Other researchers have cited evidence indicating that for most of its history, Mars was too cold and too dry to support life. But Stephen Clifford, a planetary scientist at the Lunar and Planetary Institute, said it was important to make a distinction between surface conditions and the environment deep beneath the surface.
"Liquid water could persist throughout Martian geologic history at depth," he said. "Early on, we think it may have existed at much shallower depths than it does today, simply because the temperature environment at Mars has changed."
The features seen by HiRISE appear to point to episodes when liquid water rose up through the fractures in the rock — but as time went on, the water "simply retreated deeper into the crust," Clifford said.
Far beneath the surface, Martian organisms couldn't use sunlight to power their biological processes — but on Earth, scientists have found microbes deep beneath the surface that use chemical reactions to produce energy. "If life is present on Mars now, it almost certainly has to be something that is not photosynthetic life," said Tori Hoehler, an astrobiologist at NASA's Ames Research Center.
But that's a big if, Des Marais said: "It's just belief at this point."
Next steps in the search
Okubo and his colleagues are looking for the halo effect in other regions of Mars, using the unprecedented capabilities of the HiRISE camera. Clifford said the camera's ability to resolve details down to the level of roughly 12 inches (25 centimeters) "is almost like being able to walk on the surface." And in fact, researchers already have found other regions like Candor Chasma, Okubo said.
The high-resolution spectrometer aboard MRO, known as CRISM, could identify the chemical composition of the light-toned halos — which is an important step for verifying that liquid water was indeed involved in the process, Des Marais said.
NASA's Opportunity rover could well contribute to the investigation as well, Okubo said. Opportunity is now exploring layered deposits exposed in Victoria Crater, on an equatorial plain called Meridiani Planum, and Okubo said the crater's layered deposits may have been formed by fluid processes similar to those at work in the Candor Chasma region photographed by the HiRISE camera.
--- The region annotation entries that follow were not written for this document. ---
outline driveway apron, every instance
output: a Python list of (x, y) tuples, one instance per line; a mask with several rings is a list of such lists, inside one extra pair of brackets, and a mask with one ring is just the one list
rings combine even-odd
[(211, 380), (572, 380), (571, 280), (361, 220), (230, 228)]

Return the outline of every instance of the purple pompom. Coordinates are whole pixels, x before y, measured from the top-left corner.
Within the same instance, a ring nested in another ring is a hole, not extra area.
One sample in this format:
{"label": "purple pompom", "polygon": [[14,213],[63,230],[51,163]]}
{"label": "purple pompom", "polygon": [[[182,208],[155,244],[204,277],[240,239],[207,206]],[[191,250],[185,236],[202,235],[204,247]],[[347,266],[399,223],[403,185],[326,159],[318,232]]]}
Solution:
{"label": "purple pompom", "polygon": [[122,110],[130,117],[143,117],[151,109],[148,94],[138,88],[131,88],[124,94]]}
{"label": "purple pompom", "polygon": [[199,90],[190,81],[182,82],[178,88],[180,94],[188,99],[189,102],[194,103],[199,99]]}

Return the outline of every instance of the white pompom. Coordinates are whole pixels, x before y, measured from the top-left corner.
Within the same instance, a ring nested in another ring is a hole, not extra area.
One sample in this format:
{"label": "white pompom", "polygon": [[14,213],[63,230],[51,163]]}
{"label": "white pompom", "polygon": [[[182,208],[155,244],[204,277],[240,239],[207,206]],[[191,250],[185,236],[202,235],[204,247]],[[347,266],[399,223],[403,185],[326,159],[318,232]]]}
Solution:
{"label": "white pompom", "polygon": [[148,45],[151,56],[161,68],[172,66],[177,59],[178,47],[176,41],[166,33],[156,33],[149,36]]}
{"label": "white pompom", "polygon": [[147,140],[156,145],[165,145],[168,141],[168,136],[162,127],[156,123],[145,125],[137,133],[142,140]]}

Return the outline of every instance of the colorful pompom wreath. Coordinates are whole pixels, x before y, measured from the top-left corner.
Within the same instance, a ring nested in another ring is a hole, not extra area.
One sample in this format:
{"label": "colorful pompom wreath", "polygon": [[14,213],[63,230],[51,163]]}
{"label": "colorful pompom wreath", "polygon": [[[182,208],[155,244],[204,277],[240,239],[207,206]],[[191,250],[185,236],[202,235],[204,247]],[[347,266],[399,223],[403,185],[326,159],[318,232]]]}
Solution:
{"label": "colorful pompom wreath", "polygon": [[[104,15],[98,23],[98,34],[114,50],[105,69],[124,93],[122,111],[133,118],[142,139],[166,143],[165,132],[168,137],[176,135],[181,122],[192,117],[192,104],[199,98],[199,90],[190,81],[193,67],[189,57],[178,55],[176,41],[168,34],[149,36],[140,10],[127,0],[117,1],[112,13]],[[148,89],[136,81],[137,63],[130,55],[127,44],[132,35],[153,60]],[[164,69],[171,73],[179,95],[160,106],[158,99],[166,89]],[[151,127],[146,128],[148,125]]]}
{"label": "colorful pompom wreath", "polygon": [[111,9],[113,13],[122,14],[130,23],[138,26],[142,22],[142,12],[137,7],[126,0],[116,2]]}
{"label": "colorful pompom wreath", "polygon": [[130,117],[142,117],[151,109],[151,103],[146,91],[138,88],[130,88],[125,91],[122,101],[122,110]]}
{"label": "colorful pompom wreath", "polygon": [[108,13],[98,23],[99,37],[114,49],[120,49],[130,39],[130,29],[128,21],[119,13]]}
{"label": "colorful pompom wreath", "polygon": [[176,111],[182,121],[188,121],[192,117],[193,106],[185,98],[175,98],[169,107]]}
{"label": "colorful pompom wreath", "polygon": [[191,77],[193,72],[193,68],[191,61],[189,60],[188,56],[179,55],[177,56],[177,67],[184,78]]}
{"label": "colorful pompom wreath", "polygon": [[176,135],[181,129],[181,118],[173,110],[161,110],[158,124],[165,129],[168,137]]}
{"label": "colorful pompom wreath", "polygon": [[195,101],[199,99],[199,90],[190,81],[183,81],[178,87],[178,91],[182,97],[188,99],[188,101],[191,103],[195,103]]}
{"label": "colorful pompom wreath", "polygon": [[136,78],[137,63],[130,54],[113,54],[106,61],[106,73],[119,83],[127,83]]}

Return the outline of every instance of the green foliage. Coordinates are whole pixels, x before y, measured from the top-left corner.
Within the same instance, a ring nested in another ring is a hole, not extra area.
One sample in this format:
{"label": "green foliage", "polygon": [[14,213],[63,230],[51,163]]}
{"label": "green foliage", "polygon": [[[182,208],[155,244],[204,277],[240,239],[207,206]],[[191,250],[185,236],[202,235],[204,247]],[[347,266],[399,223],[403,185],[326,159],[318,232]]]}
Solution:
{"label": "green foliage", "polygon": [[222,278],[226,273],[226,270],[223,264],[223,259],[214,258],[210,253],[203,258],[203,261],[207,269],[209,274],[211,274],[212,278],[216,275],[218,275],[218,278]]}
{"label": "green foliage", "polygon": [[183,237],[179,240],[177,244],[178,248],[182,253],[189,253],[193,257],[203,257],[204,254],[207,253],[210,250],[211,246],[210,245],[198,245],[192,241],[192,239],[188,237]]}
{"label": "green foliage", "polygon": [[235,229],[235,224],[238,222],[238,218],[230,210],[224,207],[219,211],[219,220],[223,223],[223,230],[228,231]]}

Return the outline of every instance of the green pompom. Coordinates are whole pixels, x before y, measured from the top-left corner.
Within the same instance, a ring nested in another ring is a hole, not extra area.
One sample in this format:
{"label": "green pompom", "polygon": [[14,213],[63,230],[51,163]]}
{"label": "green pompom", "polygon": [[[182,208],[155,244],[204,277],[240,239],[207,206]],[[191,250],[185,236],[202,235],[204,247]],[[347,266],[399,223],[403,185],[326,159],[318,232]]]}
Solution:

He said HiRISE images of Victoria Crater revealed structures along the eastern slopes of the crater that could have formed from fluid motion along fractures, just as in Candor Chasma. Right now, Opportunity is on the opposite side of the crater, making its way around the rim.
"One of the possible targets for Opportunity, if it can get that far, is to visit some of these potential cemented joints," Okubo said.
Speaking more broadly, Des Marais said future Mars probes shouldn't be limited merely to tracing the history of liquid water on Mars.
"We not only need to follow the water, we need to follow the energy. Where would be the places on Mars where you could obtain the energy as well as the water necessary for life? We should also follow the carbon and other nutrients — the building blocks of what appears to be so essential to construct cells as we know them," Des Marais said. "So we need a comprehensive study of Mars, to chart the history of the planet, to understand where and when a habitable environment might have arisen."